The primary health hazard arising from smoking has historically been disease and health ailments caused by cigarette smoke.
We can now add to that the risk of injury and even death at the hands of criminals hell bent on getting their hands on Northland's latest hot black-market commodity - cigarettes.
Whoops - that wasn't supposed to happen.
Hiking cigarette and tobacco prices is a tactic that was meant to deter people from smoking.
And it should work, if the smoking cessation support and marketing is as aggressive as the price hikes. But it seems that the upward rise of tobacco costs has not been met with an equivalent decrease in demand.
As prices have gone up, a few other things have changed.

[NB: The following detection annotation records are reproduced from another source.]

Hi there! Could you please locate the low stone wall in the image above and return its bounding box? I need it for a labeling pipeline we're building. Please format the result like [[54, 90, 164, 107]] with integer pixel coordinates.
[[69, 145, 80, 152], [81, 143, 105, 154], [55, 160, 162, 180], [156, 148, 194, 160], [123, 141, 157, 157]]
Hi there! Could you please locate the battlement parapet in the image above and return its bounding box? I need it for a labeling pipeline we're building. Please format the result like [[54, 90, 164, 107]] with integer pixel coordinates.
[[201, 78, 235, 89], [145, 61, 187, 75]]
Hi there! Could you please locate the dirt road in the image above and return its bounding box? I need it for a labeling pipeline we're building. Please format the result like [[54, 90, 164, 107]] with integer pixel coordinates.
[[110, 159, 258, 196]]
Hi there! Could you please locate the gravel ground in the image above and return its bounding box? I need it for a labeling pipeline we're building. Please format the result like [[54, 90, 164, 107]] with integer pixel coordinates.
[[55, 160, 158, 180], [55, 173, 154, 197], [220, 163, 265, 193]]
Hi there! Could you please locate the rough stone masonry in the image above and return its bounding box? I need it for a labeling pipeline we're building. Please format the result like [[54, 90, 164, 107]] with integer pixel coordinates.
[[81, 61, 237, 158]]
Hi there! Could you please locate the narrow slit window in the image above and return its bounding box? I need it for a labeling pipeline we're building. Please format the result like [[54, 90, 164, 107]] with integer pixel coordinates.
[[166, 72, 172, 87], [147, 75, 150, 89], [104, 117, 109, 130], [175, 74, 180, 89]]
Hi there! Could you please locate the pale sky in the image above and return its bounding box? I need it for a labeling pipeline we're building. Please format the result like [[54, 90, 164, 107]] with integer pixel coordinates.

Drug dealers and P manufacturers have established a firm footing in regions like Northland. Northland has always had organised crime of some sort, based around cannabis and stolen goods, and involving gangs. But P is a business where the stakes and risks are high, but the profit margins are massive. Unless, of course, it all goes wrong and police stumble across your half-tonne of methamphetamine on a Far North beach.
P provides a business model and product distribution network for other commodities such as cigarettes. Easy money if you can get your hands on the product and get rid of it within your drug retail and manufacturing business.
Right now, it seems that someone is on a shopping spree for cigarettes and tobacco.
And it's unlikely to be one-off chancers stocking up for their private collection.